Gold and silver began Wednesday down significantly on more liquidation following last week’s Federal Open Market Committee meeting. Stronger than expected economic data out of the United States gave investors and market watchers more belief that the US economy is recovering at rapid rates. As of now the monthly bond-buying currently employed by the US Federal Reserve is very much up in the air and with each better than expected bit of economic data out of the US the spot value of gold and silver falls. Weak physical demand despite low prices is yet another thing keeping gold subdued as well.
Asia In the News
More often than not, when the spot price of gold and silver falls, the physical demand for the metals grows because investors feel as though they are getting a better deal. There would be no time for these coined “bargain hunters” to be hitting the market than now, but such has not been the case. Even with gold and silver in the midst of what can be viewed as a free fall, the high demand for gold and silver out of Asia that we are used to at this time of year simply is not there.
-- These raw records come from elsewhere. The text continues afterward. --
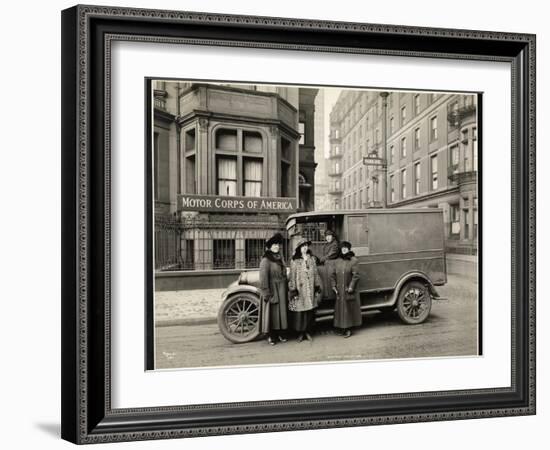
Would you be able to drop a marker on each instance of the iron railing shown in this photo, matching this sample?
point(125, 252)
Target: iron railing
point(199, 244)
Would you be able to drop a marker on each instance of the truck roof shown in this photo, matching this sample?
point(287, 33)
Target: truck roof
point(343, 212)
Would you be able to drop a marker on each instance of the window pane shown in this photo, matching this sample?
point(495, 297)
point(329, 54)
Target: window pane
point(224, 253)
point(253, 178)
point(227, 176)
point(252, 142)
point(226, 139)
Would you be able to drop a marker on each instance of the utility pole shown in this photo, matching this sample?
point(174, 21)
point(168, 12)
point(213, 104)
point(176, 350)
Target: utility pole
point(384, 183)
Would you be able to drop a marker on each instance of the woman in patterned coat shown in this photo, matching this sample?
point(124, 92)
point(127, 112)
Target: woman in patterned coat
point(305, 289)
point(345, 275)
point(274, 290)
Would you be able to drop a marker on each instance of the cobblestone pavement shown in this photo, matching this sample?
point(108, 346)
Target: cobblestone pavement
point(451, 330)
point(187, 307)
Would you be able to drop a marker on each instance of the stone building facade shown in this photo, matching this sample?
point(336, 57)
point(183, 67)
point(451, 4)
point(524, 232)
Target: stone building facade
point(228, 168)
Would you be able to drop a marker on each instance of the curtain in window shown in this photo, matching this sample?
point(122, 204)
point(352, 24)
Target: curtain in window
point(227, 176)
point(253, 178)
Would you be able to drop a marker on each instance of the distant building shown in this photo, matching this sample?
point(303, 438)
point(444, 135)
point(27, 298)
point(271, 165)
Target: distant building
point(321, 174)
point(431, 149)
point(228, 168)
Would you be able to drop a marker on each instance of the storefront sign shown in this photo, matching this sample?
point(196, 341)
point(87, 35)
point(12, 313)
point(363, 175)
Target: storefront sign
point(216, 203)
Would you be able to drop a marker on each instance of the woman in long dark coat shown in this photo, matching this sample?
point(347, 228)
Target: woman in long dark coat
point(274, 290)
point(347, 308)
point(304, 286)
point(330, 252)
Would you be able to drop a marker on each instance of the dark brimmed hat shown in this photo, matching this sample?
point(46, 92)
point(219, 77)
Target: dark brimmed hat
point(277, 238)
point(302, 242)
point(345, 244)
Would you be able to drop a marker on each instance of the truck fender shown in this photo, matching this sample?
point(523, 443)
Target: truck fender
point(234, 289)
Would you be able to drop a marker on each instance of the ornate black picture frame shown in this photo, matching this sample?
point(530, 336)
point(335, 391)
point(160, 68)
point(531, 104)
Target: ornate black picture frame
point(87, 413)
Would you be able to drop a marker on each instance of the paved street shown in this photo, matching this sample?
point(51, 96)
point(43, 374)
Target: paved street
point(451, 330)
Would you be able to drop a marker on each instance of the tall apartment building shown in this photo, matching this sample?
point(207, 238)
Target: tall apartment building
point(431, 151)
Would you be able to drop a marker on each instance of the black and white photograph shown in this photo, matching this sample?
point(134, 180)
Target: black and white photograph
point(311, 224)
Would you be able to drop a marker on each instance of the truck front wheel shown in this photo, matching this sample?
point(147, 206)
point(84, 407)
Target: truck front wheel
point(239, 318)
point(414, 303)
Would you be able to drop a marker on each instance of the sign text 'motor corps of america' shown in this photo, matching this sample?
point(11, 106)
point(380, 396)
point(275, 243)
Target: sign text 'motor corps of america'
point(188, 202)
A credit crunch in China, which monetary officials say is only temporary, is causing the average household to have less expendable income. So long as people aren’t able to spend as much, gold and silver will be put on the back-burner and will in no way be a purchasing priority.
India, which is known for a large physical demand for metals, has seen their demand for precious metals drop due to taxes imposed, by the government, on gold imports. These taxes were instituted to help correct a worsening trade deficit and have worked to more or less completely turn Indians off on the idea of buying gold or silver.
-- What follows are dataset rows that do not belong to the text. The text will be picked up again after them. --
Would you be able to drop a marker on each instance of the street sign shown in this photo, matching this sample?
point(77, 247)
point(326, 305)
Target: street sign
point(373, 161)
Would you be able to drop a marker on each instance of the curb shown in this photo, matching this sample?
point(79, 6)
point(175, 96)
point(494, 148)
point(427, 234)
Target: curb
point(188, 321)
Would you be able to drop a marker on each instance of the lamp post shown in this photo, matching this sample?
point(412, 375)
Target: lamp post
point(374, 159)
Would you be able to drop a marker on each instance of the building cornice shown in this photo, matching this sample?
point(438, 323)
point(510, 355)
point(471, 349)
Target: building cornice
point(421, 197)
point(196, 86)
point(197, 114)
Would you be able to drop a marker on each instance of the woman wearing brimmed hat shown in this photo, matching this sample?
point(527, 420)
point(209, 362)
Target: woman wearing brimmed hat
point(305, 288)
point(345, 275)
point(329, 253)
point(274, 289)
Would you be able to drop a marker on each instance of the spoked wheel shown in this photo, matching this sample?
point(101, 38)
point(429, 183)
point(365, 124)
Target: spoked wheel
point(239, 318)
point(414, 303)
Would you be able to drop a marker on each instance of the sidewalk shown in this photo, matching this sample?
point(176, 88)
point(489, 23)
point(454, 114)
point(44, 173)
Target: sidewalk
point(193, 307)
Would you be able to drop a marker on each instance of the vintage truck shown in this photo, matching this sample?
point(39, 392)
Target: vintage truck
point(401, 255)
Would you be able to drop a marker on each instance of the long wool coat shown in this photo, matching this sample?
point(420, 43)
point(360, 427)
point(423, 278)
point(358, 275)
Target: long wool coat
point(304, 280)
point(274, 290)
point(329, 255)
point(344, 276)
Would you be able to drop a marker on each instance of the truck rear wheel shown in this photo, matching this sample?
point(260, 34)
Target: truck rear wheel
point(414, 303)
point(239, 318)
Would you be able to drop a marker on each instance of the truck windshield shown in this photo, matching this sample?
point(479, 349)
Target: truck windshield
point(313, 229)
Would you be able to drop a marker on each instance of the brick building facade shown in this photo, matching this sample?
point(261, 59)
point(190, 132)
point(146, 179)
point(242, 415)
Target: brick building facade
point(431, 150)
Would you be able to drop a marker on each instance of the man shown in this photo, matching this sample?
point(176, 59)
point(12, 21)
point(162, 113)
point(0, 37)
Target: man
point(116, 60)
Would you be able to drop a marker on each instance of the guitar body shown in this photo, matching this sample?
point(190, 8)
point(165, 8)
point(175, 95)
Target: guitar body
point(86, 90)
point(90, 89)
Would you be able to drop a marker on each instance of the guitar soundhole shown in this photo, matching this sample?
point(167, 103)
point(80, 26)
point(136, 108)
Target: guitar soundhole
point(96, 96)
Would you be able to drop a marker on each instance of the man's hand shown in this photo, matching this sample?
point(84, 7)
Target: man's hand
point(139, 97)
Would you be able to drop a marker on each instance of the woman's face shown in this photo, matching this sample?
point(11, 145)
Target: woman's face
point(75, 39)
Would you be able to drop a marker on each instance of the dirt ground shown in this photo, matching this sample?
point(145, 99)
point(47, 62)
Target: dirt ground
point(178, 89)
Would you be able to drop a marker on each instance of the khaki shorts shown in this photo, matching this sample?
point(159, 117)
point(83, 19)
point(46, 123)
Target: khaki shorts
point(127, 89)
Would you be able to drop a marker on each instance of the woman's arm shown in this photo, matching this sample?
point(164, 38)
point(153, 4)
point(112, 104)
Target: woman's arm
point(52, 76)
Wednesday saw Asian stocks post mixed results in response to the credit crunch only being temporary. Keep in mind that monetary officials stated the cash crunch is only temporary, that does not necessarily mean that such is the case.
European Central Bank Announcement
President of the European Central Bank, Mario Draghi, announced that his bank and its officials will retain their current, accommodating monetary policy for the foreseeable future. This news lifted tiny amounts of pressure off of precious metals, but in the end did not move the market much.
Draghi’s statement more or less mirrored other world central bank presidents statements as it seems the United States is the only country thinking about employing tighter monetary policies in the future.
Rounding Out the Week
As we jump into the second half of the work week, investors and market watchers are going to be watching the spot price of gold and silver to see just how low it can/will go. Many feel as though both gold and silver have bottomed out at this point, though no one can say for certain.
With few major economic stories to latch onto this week, it is looking like the last few days will be considerably rough for precious metals.